I agree with Jo*mar about the podiatrist.

Your PCP's behavior may be explained by this doctor's blog post:
http://distractible.org/?p=3912

FWIW, I've had 2 neurologists and 1 gastroenterologist "wash their hands" of me because they did their tests, felt there was nothing else/more they could do for me (except tell me I could come back in a year to tell them "how I was getting along") and send me on my way. It was after the first one (the gastroenterologist) that I became my own advocate and took responsibility for my own care & treatment. As Dr. Rob says in his post above, it's not unusual for patients to learn/know more about their conditions than their doctors do, and that's exactly what I did, and got better on my own than they were getting me. That (IMO) is what we patients with difficult chronic intractable conditions must all do. This is one of the best things about support groups. We can share experience & knowledge, do our own research and become our own experts, and use all that to help our team of professionals help us. I've gotten better on my own in both cases (IBS & PN), but I keep the doctors who care in the loop, both for my own safety and to help them become better doctors.
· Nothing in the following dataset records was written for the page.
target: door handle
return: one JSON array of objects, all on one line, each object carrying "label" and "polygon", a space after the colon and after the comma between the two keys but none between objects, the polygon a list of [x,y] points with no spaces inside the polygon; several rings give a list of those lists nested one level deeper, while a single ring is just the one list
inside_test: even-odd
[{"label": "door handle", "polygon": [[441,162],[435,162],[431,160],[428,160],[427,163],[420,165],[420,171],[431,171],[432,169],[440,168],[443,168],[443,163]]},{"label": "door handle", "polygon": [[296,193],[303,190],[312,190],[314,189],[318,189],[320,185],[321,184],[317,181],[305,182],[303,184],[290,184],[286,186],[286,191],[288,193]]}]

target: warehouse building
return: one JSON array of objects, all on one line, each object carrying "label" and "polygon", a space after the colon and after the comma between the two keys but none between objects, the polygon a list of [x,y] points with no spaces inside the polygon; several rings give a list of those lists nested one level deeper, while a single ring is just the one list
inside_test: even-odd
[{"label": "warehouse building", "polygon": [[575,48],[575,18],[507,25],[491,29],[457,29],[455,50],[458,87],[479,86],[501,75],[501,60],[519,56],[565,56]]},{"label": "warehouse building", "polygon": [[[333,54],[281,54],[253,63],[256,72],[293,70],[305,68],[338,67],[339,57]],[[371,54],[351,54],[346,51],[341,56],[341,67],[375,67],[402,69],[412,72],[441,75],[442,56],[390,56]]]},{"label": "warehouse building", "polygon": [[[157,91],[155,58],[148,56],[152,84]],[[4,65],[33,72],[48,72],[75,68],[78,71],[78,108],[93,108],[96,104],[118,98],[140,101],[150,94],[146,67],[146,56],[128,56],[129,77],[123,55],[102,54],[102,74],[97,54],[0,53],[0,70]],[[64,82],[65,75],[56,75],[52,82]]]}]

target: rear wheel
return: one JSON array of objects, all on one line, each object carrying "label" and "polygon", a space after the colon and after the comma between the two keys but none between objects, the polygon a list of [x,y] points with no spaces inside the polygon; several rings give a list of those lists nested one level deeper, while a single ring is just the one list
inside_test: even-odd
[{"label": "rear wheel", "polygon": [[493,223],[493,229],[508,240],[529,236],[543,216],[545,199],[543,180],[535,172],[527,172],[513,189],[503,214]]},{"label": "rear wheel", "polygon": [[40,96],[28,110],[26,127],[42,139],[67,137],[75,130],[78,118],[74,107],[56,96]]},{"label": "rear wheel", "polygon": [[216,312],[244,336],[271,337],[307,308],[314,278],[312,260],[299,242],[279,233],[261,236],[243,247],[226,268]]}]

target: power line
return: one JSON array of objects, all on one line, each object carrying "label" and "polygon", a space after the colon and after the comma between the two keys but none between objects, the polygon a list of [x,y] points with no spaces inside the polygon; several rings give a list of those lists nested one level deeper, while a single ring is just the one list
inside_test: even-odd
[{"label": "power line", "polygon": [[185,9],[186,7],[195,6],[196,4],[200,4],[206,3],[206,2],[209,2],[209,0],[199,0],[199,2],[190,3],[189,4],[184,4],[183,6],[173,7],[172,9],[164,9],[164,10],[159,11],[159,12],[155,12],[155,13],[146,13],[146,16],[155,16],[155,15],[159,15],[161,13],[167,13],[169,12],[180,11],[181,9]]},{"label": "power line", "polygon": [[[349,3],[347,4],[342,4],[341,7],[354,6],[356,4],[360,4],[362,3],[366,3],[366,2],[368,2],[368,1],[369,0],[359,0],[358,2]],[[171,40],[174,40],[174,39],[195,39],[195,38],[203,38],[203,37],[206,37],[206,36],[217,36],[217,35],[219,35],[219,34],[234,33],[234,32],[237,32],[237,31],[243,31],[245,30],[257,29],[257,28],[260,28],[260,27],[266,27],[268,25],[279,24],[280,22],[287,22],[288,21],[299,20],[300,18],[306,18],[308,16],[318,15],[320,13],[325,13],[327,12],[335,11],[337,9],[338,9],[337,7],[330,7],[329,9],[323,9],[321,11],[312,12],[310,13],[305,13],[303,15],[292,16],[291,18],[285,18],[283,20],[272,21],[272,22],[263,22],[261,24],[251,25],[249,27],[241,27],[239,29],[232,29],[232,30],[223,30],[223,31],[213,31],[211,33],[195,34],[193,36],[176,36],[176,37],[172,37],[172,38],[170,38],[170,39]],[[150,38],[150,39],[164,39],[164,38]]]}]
The good ones appreciate that; the bad ones shrug it off and make excuses.

Seeing a therapist may help. Just be aware that they can vary as much as other doctors, so if the fit is not exactly right for you, keep looking and find another. Also, see them for as long as you feel you need to; most good ones should be willing to reduce scheduling to an "as-needed" basis once you feel you've got a better handle on things. You don't want one like the podiatrist that will keep you coming just to collect fees.

Here's a post in which I attached one schematic of what a support network might look like (click on the thumbnail to see it better).
http://neurotalk.psychcentral.com/post839895-51.html
It can take some time to build an effective team, but you're on the right track.

Here are some other techniques I've found helpful in coping with the vicious cycle of pain/depression/insomnia:
http://tinyurl.com/2c642oa
(written/posted before developing peripheral neuropathy)

Best wishes,

Doc

Thank you all so much for the information/support. Its been a very hard few days - I had an extreme emotional reaction Sunday (due to my daughter choking and me having to give her the hymlich manuver) and also had a dog step on my RSD foot shortly after that. My foot swelled badly and the red/purple color spread further up my leg than it ever has before. The color has slowly returned to a somewhat more normal shade, but there pain in my foot is back up near a 10 and now I have burning in my ankle which I didnt have before. I've called my doctor but still havent heard back from him - if I dont hear from him soon Im most likely going to have to go to the ER. I just cant take this.

So anyway, I've read all of your posts and I really do appreciate all of your input. I will be sticking with the SNB for now (with the Dr that gets all of my info wrong), but I have also made an appointment with a new pain Dr. I agree that I shouldnt drop one without having another! ekk! The new Dr I made an appointment with is both a pain dr and a neurologist - so that covers two Dr's in one and he also does outpatient Ketamine (not sure if I want that, but it is an option)! Im still searching for a new PCP, and I will be dropping my foot dr for a new one as soon as my '90 post-op' period is up.

The Musing of a Distractable Mind was fantastic to read! Thank you for that, Dr!

{{gentle hugs}} and if I missed any ?'s I promise to read through again later an answer (when my brain is a bit more able to focus)

Again, Thank you!!!

Most of us will eventually need psychiatric help.

There are meds that help smoothe out the ups and downs and make things easier to deal with. Some are even analgesics as well.